Count Lattice Points Inside a Circle interview FAQ
How do I handle the 'strictly inside' constraint without floating-point errors?+
Work entirely with squared distances and integer arithmetic. Check x*x + y*y < radius*radius, never compute sqrt or use floating-point comparisons. This avoids precision issues and makes the boundary exact. Rearrange to find the max y for each x algebraically.
Why doesn't the naive bounding-box approach work well here?+
A radius-sized bounding box has O(radius^2) points. Checking each one is slow and invites floating-point mistakes. Exploiting symmetry and iterating x once, then solving for max y, drops it to O(radius) and keeps you on integers throughout.
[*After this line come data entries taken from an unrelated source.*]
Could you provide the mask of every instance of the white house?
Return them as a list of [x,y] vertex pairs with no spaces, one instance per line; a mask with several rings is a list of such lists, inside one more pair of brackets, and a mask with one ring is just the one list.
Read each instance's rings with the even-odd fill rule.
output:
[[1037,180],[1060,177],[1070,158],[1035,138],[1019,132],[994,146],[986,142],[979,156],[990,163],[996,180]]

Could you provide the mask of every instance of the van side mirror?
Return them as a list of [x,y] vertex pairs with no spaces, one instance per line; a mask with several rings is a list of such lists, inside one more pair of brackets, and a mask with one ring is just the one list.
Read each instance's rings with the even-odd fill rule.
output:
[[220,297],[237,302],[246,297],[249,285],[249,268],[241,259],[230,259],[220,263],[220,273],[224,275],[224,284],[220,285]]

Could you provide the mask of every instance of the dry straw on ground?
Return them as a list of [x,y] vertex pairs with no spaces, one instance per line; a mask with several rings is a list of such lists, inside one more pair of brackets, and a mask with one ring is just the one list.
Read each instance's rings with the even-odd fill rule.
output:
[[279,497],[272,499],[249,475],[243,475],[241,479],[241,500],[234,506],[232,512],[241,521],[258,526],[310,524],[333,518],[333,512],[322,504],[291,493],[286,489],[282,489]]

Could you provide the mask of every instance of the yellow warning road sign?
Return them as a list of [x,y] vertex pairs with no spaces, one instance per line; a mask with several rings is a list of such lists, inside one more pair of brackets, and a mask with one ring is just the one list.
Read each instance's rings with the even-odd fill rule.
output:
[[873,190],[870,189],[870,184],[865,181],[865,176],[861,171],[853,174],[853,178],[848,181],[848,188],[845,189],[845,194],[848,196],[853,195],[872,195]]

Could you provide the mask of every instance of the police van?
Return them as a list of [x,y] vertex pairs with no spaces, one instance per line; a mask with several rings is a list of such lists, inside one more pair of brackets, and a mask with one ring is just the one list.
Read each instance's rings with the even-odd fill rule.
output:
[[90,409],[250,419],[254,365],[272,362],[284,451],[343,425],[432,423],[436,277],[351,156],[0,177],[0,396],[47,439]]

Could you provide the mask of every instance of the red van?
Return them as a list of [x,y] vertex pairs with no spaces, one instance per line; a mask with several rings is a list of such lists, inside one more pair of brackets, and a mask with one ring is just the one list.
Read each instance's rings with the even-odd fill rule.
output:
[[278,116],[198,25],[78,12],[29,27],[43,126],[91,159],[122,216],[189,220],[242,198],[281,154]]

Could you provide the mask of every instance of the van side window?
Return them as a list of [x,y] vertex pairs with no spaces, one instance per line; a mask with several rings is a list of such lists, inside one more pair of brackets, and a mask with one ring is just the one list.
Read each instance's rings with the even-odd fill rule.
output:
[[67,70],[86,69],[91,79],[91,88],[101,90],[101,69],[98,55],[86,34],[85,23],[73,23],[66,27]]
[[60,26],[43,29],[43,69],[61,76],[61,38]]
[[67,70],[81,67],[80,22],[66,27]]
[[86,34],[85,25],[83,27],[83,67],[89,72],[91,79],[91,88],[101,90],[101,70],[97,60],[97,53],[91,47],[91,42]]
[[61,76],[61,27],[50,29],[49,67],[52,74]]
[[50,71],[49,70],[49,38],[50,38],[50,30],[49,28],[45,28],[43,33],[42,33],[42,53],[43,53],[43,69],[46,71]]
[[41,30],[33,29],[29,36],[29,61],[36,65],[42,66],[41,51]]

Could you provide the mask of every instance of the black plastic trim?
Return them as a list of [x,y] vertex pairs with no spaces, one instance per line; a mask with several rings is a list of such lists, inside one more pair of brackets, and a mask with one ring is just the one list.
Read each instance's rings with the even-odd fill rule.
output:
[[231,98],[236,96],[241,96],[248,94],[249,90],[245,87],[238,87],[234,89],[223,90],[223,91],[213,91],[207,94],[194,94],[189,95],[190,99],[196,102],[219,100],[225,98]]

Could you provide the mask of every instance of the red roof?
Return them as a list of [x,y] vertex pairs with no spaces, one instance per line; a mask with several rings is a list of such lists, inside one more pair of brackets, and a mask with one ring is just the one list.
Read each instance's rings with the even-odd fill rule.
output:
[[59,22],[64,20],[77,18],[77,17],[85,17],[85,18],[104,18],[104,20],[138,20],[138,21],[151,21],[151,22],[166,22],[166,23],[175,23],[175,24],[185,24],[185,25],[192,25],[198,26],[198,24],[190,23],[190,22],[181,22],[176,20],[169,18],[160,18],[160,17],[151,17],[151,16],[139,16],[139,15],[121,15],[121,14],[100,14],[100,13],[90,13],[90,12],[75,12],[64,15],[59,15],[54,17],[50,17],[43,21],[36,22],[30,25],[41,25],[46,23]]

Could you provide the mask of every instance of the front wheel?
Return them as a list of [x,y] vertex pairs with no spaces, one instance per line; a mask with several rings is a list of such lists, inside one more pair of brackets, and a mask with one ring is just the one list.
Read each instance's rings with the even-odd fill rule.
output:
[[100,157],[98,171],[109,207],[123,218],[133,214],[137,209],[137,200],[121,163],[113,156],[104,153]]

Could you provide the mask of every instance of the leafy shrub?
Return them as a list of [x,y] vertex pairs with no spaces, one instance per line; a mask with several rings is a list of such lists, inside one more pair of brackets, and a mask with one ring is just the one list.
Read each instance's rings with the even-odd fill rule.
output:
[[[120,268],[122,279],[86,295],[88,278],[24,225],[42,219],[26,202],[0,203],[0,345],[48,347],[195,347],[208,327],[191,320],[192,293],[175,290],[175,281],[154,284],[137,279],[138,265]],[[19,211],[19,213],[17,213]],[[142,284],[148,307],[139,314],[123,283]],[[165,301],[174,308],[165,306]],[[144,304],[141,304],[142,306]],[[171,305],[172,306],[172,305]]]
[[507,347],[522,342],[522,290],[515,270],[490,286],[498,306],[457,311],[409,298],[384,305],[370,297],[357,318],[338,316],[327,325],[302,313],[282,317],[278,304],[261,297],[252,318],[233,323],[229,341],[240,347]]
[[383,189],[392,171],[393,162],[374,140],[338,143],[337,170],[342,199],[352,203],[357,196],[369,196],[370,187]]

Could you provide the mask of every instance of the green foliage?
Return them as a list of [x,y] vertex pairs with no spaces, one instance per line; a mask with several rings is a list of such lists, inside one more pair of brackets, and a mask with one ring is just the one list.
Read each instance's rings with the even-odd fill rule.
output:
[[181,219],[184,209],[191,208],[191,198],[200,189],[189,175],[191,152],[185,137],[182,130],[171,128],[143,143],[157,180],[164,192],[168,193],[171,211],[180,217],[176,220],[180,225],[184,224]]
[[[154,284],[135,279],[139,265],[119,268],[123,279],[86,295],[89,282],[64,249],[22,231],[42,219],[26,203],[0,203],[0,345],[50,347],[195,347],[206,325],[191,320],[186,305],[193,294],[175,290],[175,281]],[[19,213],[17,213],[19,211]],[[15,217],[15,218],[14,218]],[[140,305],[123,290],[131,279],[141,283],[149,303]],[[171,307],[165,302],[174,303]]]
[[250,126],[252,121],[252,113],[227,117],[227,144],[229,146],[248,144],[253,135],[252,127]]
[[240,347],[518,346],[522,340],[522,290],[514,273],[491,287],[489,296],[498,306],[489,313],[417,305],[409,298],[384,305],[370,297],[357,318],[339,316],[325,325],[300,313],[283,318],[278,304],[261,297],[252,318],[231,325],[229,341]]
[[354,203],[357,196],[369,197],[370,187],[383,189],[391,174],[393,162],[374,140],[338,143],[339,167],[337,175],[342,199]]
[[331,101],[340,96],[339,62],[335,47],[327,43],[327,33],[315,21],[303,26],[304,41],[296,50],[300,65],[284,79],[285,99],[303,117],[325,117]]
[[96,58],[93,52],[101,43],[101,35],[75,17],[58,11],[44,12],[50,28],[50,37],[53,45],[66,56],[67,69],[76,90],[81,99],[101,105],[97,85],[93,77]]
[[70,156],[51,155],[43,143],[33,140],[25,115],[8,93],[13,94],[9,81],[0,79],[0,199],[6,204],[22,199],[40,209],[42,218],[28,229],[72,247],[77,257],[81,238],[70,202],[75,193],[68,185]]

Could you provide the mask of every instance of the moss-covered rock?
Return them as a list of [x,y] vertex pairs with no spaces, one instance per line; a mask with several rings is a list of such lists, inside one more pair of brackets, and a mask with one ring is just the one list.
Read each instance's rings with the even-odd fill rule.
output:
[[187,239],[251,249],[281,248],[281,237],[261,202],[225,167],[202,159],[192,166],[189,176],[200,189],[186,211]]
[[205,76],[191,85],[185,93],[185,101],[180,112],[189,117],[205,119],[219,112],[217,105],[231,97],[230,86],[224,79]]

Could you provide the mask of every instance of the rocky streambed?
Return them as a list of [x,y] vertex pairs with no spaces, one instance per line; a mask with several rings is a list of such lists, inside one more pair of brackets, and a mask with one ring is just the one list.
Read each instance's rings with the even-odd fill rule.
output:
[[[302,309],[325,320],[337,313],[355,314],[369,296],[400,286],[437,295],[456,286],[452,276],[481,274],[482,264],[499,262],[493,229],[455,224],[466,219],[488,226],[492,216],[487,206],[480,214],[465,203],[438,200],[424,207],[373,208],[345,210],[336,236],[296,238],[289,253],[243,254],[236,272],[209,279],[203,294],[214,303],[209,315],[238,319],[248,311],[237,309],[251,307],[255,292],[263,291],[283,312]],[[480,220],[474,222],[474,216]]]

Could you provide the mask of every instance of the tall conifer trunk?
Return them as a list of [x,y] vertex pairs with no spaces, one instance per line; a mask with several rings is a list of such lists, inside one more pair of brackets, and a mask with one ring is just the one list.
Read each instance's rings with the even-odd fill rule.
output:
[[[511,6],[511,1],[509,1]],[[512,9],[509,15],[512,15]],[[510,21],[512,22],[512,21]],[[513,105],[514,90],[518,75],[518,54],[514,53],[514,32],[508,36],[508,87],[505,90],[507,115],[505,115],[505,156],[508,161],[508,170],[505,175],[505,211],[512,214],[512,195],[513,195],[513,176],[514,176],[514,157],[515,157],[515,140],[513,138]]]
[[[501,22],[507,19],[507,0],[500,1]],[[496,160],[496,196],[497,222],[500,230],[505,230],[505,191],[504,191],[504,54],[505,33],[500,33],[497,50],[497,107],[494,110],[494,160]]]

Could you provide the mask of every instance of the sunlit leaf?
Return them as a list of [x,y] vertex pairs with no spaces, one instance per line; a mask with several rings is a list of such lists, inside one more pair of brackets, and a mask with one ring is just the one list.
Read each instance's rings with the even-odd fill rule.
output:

Is this problem still asked at companies like Rubrik?+
Yes, Rubrik has confirmed this problem. It appears in mid-level rounds. It's not a household favorite, but it shows up in geometry-heavy interview batteries. Expect it if the role touches spatial data or coordinate systems.
What's the acceptance rate and what does that tell me?+
Acceptance is around 55%, which is typical for medium-difficulty geometry problems. That means most candidates who see it don't solve it cleanly. The gap usually comes from floating-point bugs or missing the algebraic optimization entirely.
How does the Hash Table topic fit into this problem?+
Hash Table may appear if you use a set or map to memoize calculations or deduplicate counts for symmetry. It's not core to the solution, but some approaches cache computed y-values per x to avoid redundant math.